John - an assembly feature will not make changes to individual part files. If you edit a specific part in the context of an assembly by making an extruded cut in the part THAT is different from making an ASSEMBLY feature.

As JD says: Pay attention to where you are making your edits.

It will, if you do it properly. That is one of the advantages of Inventor. It can be finicky though. Sometimes it will do this on it’s own. Sometimes, it will refuse altogether. My suggestion is that if it is refusing, then use the often overlooked copy and paste feature. Just open the sketch for the extrusion you made, select all of the lines/dimensions/anything and right click to copy. Then, create a sketch in the part that is EXACTLY the same as the one in the assembly. Then, simply paste the stuff you copied earlier.
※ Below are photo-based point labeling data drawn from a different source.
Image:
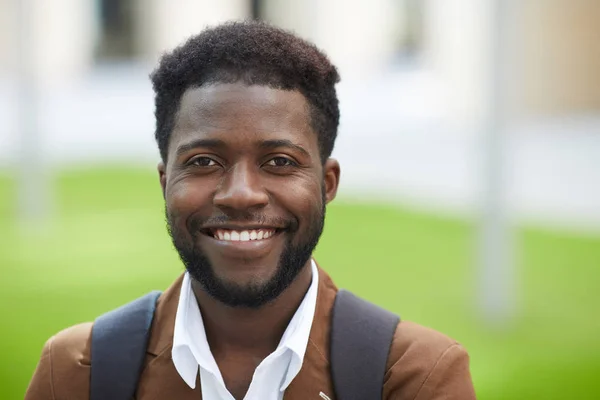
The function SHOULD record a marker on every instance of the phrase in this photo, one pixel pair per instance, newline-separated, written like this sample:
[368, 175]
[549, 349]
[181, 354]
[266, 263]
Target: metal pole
[32, 187]
[497, 274]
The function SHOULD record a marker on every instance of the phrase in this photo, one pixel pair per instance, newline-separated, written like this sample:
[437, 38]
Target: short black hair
[255, 53]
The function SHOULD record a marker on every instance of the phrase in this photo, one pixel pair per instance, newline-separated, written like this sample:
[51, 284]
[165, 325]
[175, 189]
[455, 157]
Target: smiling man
[246, 120]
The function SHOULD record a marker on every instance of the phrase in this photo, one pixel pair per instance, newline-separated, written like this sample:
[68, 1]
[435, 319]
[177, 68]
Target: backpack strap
[119, 340]
[361, 337]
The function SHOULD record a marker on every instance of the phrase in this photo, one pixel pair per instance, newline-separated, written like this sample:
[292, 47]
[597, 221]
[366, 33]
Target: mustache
[197, 223]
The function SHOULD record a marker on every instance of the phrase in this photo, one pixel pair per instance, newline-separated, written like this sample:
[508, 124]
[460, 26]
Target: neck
[258, 331]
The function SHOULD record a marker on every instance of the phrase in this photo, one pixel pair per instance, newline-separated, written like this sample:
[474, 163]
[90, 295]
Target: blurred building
[558, 72]
[415, 76]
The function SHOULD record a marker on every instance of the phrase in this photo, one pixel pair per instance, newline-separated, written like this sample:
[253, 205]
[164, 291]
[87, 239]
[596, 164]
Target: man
[246, 120]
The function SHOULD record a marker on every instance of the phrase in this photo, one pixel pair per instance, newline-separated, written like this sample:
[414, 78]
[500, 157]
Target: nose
[241, 190]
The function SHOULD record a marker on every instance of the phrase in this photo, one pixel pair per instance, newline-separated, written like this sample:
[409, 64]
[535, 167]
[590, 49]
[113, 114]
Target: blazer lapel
[160, 379]
[314, 376]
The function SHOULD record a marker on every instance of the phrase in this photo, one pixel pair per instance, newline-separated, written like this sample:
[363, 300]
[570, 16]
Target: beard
[251, 295]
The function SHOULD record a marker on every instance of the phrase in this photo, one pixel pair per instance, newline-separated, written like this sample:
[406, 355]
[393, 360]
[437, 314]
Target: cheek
[185, 198]
[304, 201]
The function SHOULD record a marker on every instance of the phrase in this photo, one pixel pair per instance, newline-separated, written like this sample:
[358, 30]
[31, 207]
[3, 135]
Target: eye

Now all you have to do is add the dimensions to constrain the sketch to the part.(Note: It should already be constrained to itself.)

grsnovi: Just because it is not the “right way” of doing something does not make it the “wrong way”, it just makes it a “different way”.

Cutting and pasting the assembly sketch into the part and then creating a PART FEATURE will indeed provide you with a PART FEATURE - which is different from an ASSEMBLY FEATURE.

I am not making any statement about “right” or “wrong” - I was simply stating how features created in Inventor (at the assembly level) work.

I have never seen this behavior - post an example dataset if you can.

Copy and paste is whole 'nother ballgame.

I am a bit unpredictable, I assure you that it works. I might be able to make an example tomorrow, I really don’t know. I am currently cut off from Inventor. (graduated) As soon an I can, I will post some screenshots of me doing this.

Don’t waste your time - I’m just yanking your string. :rolleyes: I am completely familiar with the behavior of how Inventor works. I almost never see any unpredictable behavior and if I do it is generally documented as a bug. If you do find a bug I will happily verify thru reproducing the behavior and support you in getting it reported and fixed. But in this case I am certain there is simply a mis-communication of the problem and the behavior of the software.

I think that’s the case JD. I re-read the whole thread and I believe I may have been part of the problem. I think the OP was simply saying that they had created an assembly feature by mistake - they really wanted a part feature. Along the way various folks seemed to be suggesting that you could somehow get a part feature from an assembly feature. I agree there are ways to recover from going down one road and then backing up to get where you need to go. I probably read the OP’s question more literally than it was intended and possibly others who have chimed in have all been assuming different things as well.

Thanks, I could really use that time for homework, and posting.

Worse comes to worse, just make the cut in the part too, it shouldn’t take that long at all if its just a simple cut :smiley:

This thread is starting to remind of the ‘how many people does it take to screw in a light bulb?’ question. It shouldn’t take 6 of us to solve an extrusion problem.

Mithiasis: Would you post that you fixed the problem? Or that you still need help?

To all: This post is not meant to discourage people from asking for help, I would just like to request that you post when the problem is solved. I personally enjoy helping people use Inventor and would like to encourage anyone with a problem to post it.

You hit the nail on the head there, we did just redo the cut in the part file. Thanks for all the help folks.